Ongoing research and collaboration
The researchers plan to use this result, combined with other results coming in from the Webb and data from other telescopes, to uncover a bigger picture of the early Universe.
The paper explaining the results is natural astronomy. Authors include Akos Bogdan (Center for Astrophysics | Harvard University & Smithsonian Institution), Andy Goulding (princeton university), Priyamvada Natarajan (yale university), Orsolya Kovacs (Masaryk University, Czech Republic), Grant Tremblay (CFA), Urmila Chadayamuri (CfA), Marta Volontelli (Paris Institute of Astrophysics, France), Ralph Kraft (CfA), William Forman (CfA), Christine Jones (CfA), Eugene Churazov ( Max Planck Institute for Astrophysics, Germany), Irina Zhuravleva (University of Chicago).

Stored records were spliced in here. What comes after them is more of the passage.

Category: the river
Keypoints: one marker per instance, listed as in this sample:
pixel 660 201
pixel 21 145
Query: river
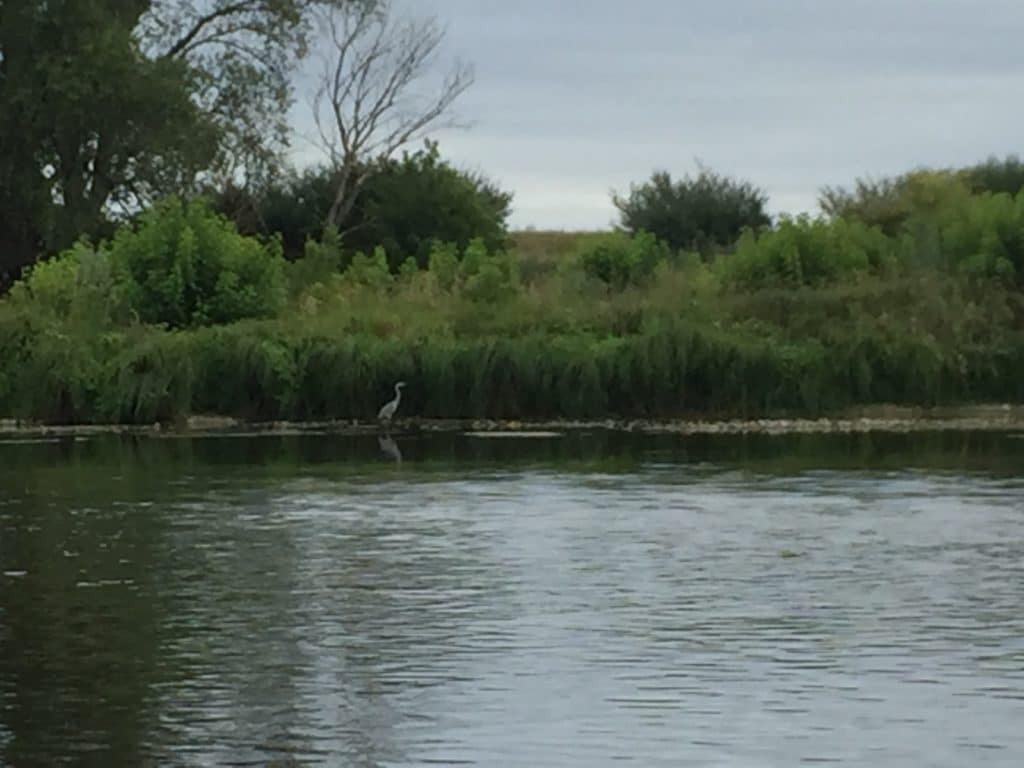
pixel 577 600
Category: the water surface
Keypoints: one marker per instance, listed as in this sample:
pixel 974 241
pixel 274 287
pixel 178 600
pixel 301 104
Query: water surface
pixel 584 600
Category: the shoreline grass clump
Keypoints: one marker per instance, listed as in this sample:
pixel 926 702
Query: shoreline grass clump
pixel 180 314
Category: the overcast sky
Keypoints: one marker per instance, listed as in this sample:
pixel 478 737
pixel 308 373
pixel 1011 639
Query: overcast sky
pixel 577 97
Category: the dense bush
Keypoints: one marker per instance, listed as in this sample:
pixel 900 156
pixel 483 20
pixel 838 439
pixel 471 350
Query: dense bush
pixel 694 213
pixel 183 265
pixel 807 252
pixel 995 176
pixel 620 260
pixel 984 238
pixel 406 205
pixel 891 203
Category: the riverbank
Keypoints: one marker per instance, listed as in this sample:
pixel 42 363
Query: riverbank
pixel 1003 417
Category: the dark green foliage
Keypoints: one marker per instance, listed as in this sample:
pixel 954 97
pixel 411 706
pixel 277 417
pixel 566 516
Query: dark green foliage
pixel 412 202
pixel 148 380
pixel 621 260
pixel 182 265
pixel 486 276
pixel 111 103
pixel 695 213
pixel 808 252
pixel 404 206
pixel 891 203
pixel 246 372
pixel 995 176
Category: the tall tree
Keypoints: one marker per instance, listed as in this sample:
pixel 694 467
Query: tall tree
pixel 369 104
pixel 110 102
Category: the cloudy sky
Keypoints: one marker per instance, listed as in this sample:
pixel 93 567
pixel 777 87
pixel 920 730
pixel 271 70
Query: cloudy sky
pixel 577 97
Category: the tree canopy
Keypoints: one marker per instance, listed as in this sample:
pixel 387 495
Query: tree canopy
pixel 105 104
pixel 701 212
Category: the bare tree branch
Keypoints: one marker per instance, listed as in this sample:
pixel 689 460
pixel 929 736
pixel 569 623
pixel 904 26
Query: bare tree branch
pixel 368 104
pixel 184 42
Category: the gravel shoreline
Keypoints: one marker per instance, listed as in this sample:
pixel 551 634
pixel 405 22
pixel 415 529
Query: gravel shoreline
pixel 873 419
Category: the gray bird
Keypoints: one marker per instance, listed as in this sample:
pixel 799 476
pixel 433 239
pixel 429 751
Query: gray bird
pixel 387 410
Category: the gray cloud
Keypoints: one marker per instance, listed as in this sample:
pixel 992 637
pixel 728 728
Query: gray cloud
pixel 576 97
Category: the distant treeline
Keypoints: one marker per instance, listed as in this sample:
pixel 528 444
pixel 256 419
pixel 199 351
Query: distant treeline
pixel 904 291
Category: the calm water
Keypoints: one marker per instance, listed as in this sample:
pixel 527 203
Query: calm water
pixel 584 600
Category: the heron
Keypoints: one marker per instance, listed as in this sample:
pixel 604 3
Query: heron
pixel 387 410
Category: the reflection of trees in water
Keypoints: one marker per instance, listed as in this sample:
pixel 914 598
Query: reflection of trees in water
pixel 312 615
pixel 78 653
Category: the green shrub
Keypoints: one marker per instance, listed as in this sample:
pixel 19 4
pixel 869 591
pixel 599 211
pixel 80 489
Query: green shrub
pixel 443 263
pixel 695 213
pixel 183 265
pixel 404 205
pixel 322 260
pixel 487 278
pixel 148 380
pixel 244 371
pixel 78 286
pixel 371 271
pixel 621 260
pixel 807 252
pixel 891 203
pixel 984 238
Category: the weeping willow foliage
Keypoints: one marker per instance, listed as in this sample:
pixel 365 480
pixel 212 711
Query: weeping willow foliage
pixel 264 373
pixel 808 317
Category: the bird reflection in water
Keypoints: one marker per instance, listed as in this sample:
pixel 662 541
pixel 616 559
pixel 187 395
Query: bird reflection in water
pixel 389 448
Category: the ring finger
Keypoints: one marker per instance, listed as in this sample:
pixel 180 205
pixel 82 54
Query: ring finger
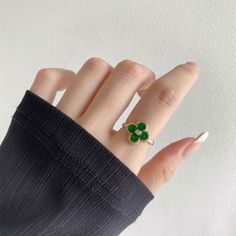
pixel 157 105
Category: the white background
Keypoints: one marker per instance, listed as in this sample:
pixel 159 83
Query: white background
pixel 201 198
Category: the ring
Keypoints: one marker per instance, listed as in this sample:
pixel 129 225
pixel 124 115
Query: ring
pixel 138 132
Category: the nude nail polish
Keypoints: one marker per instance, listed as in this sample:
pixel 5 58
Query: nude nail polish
pixel 195 144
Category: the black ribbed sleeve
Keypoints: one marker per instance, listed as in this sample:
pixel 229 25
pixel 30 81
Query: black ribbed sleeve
pixel 58 179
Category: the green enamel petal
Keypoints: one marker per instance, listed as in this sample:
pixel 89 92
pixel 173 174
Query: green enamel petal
pixel 133 138
pixel 144 136
pixel 141 126
pixel 131 128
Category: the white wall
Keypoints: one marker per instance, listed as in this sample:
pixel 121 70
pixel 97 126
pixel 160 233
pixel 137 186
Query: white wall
pixel 200 199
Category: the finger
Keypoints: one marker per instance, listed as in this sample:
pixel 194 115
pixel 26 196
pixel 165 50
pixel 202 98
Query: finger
pixel 116 93
pixel 78 96
pixel 159 102
pixel 50 80
pixel 156 172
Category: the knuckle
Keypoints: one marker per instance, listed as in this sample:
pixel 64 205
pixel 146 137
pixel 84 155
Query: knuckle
pixel 167 173
pixel 188 69
pixel 95 63
pixel 131 68
pixel 165 96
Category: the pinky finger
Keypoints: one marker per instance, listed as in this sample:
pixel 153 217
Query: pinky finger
pixel 50 80
pixel 157 171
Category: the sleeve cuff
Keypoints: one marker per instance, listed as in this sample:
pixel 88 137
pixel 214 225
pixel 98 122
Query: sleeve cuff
pixel 78 150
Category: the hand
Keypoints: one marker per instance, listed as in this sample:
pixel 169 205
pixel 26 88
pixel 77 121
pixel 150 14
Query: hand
pixel 98 94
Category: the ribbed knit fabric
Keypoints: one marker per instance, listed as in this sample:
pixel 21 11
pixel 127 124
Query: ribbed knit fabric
pixel 58 179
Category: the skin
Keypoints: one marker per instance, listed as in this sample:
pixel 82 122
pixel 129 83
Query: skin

The Webb data used in both papers is part of a survey called Ultradeep Nirspec and nirCam ObserVations (UNCOVER) before the Reionization Era. A paper led by UNCOVER team member Andy Golding, Astrophysics Journal Letter. Co-authors include Bogdan and Natarajan, in addition to other members of his UNCOVER team. A detailed interpretive paper comparing the observed properties of UHZ1 with theoretical models of supermassive black hole galaxies is currently under review and a preprint is available here.
References:
“Evidence for a heavy seed origin of early supermassive black holes from az ≈ 10 X-ray quasars” Akos Bogdan, Andy D. Golding, Priyamvada Natarajan, Orsoriya E. Kovacs, Grant R. Tremblay, Urmila By Chadayamuri, Marta Bolontelli, Ralph P. Kraft, William R. Forman, Christine Jones, Eugene Chulasov, Irina Zhuravleva, November 6, 2023, natural astronomy.
DOI: 10.1038/s41550-023-02111-9
“UNCOVER: The Growth of the First Massive Black Holes from JWST/NIRSpec—Spectroscopic redshift confirmation of X-ray emitting AGNs at Z = 10.1” Andy D. Goulding, Jenny E. Greene, David J. Setton, Ivo Labbe, Written by: Rachel Besancon, Tim B. Miller, Hakim Atek, Akos Bogdan, Gabriel Brammer, Irina Chemelinska, Sam E. Cutler, Pratika Dayal, Yoshinobu Fudamoto, Seiji Fujimoto, Lukas J. Furtak , Vasily Kokolev, Graf Fraar, Joel Reha, Danilo Marchesini, Priyamvada Natarajan, Erica Nelson, Pascal A. Esch, Richard Pan, Casey Papovic, Sedona H. Price, Peter van Dokkum , Binji Wang, Binghun Wang, John R. Weaver, Katherine E. Whittaker, Adi Zitlin, September 22, 2023, Astrophysics Journal Letter.
DOI: 10.3847/2041-8213/acf7c5
NASA’s Marshall Space Flight Center manages the Chandra program. The Smithsonian Astrophysical Observatory’s Chandra X-ray Center manages scientific operations from Cambridge, Massachusetts and flight operations from Burlington, Massachusetts.
The James Webb Space Telescope is the world’s premier space science observatory. Webb unravels the mysteries of our solar system, looks to distant worlds around other stars, and explores the mysterious structure and origins of our universe and our place in it. Webb is an international program led by NASA and its partner ESA (european space agency) and the Canadian Space Agency.